Las cosas existen antes que las palabras. Hubo un momento, supongo, en que el fútbol se jugaba sin que se hubiera inventado aún la terminología del oficio. Esa debió ser una época feliz. Porque las palabras pesan sobre las personas, y en el fútbol, a veces, son de plomo. Tomemos un vocablo terrible, como carrilero. ¿Con qué ánimo vive quien lo lleva sobre la espalda? Los niños, cuando dan patadas al balón contra un muro, sueñan con ser tal o cual, Zidane o Ronaldinho, o con ser un gran delantero centro; yo aún no he conocido ninguno que sueñe con ser carrilero. Esa palabra mancha, desprestigia una de las suertes más hermosas del juego, la carrera por el exterior, convirtiéndola en una especie de función industrial, de oficio rutinario y sin magia.
Otras palabras son dulcemente engañosas. Líbero, por ejemplo. Lo de hombre libre suena muy bien, pero sólo sirve para enmascarar la decisión de meter en la cueva a un defensa más, cuando todas las posiciones justificables y razonables están ya ocupadas.
La digresión viene a cuento de dos términos que lastran el calcio. Como casi toda la jerga creada por los italianos (menos lo de catenaccio, o cerrojo, que suena mal y resulta aún peor en la práctica), son dos términos eufónicos: Agonismo y fantasista. Escuchen una retransmisión italiana, o participen el lunes en una charla de café, y comprobarán que el calcio de hoy gira en torno a esas dos palabras, expresivas y venenosas.
Un inciso: yo no creo que el calcio esté en crisis.

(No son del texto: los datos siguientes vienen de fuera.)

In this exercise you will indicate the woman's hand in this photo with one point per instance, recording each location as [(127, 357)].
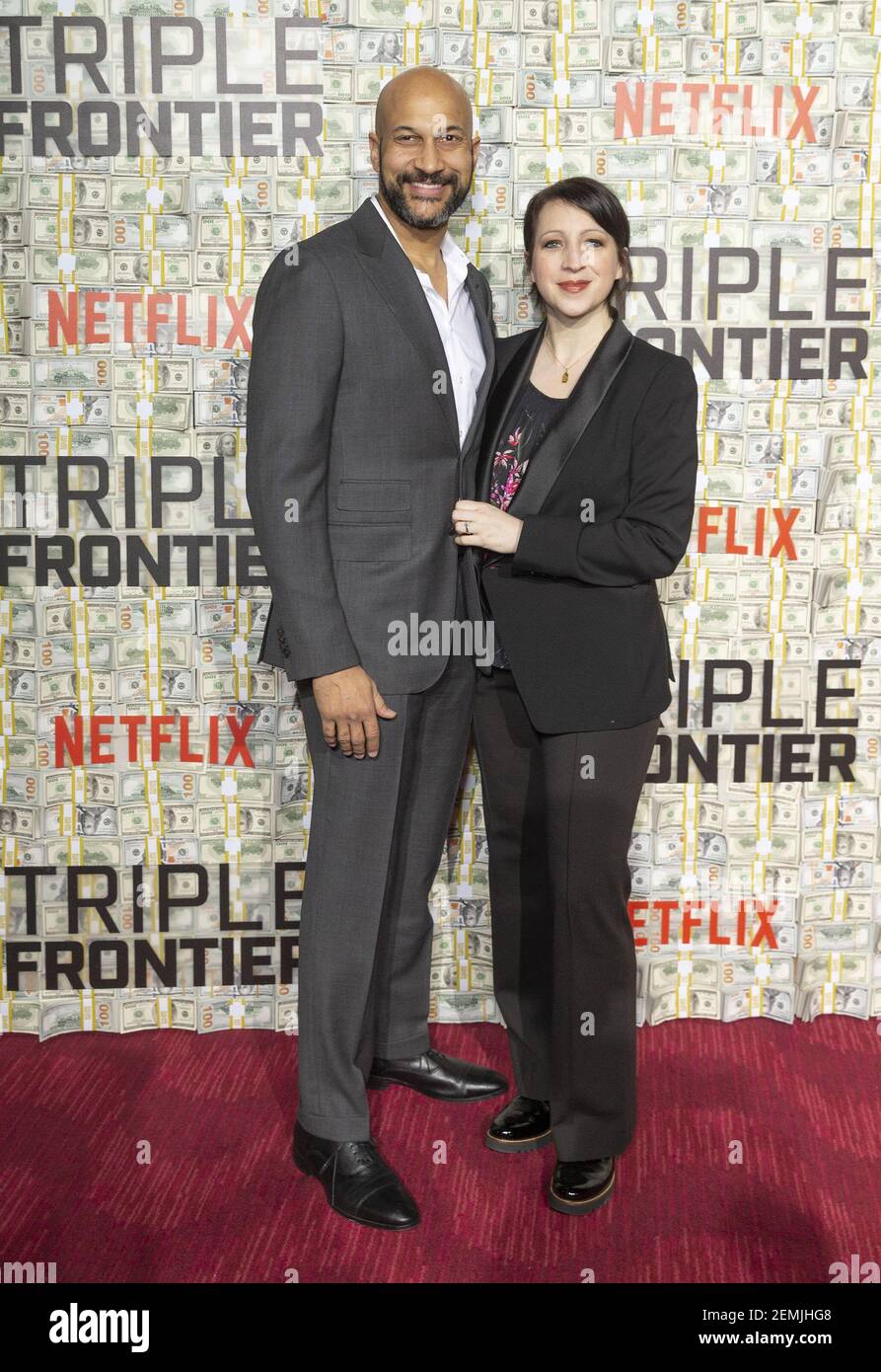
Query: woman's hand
[(488, 527)]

Está en la ruina económica, está agobiado por la presión de la prensa y de la gente, está presionado (como en todas partes) porque el gol cuesta cada vez más millones, pero el juego tiene el interés de siempre. En realidad, este año se ve mejor fútbol en Italia que el año pasado, aunque entonces la Juve y el Milan disputaran la final de la Champions (con toda la mezquindad de que fueron capaces) y este año hayan sido ya eliminados todos los equipos italianos. Estas cosas van como van, y está muy bien que no ganen siempre los mismos.
Lo del agonismo y el fantasista, sin embargo, revela que hay en el calcio un problema básico, de enfoque, de percepción. El agonismo define la lucha, la resistencia, la presión, pero tiñe de oscuro esas funciones vitales para el colectivo. ¿Cómo puede tener matices positivos algo llamado agonismo? Desde el momento mismo en que se utiliza, convierte en fatiga, dolor y tedio mortal lo que debería ser vibrante y vivo.
Aún peor, quizá, lo del fantasista, que normalmente carece de plural. Según las convenciones que rigen hoy en el calcio, cada equipo debe tener un fantasista, es decir, un trescuartista o un mediapunta al que, con gran crueldad semántica, se atribuye en exclusiva la capacidad de inventar; los demás, de forma implícita, quedan condenados al agonismo. Ancelotti, que no tiene mala plantilla en el Milan, genera titulares recelosos cuando alinea a la vez a dos fantasistas como Kaká y Rui Costa; en cambio, a todo el mundo le parece bien que juegue siempre Gattuso, estrella del agonismo.
(Hablando de fantasismos: el que suscribe realizó dos semanas atrás el prodigio de convertir, con una palabra errónea, al Bilbao en el Madrid; le puso al rojiblanco Atura una camiseta blanca y metió a Fernando Daucik en el banquillo de Chamartín. Se pide perdón).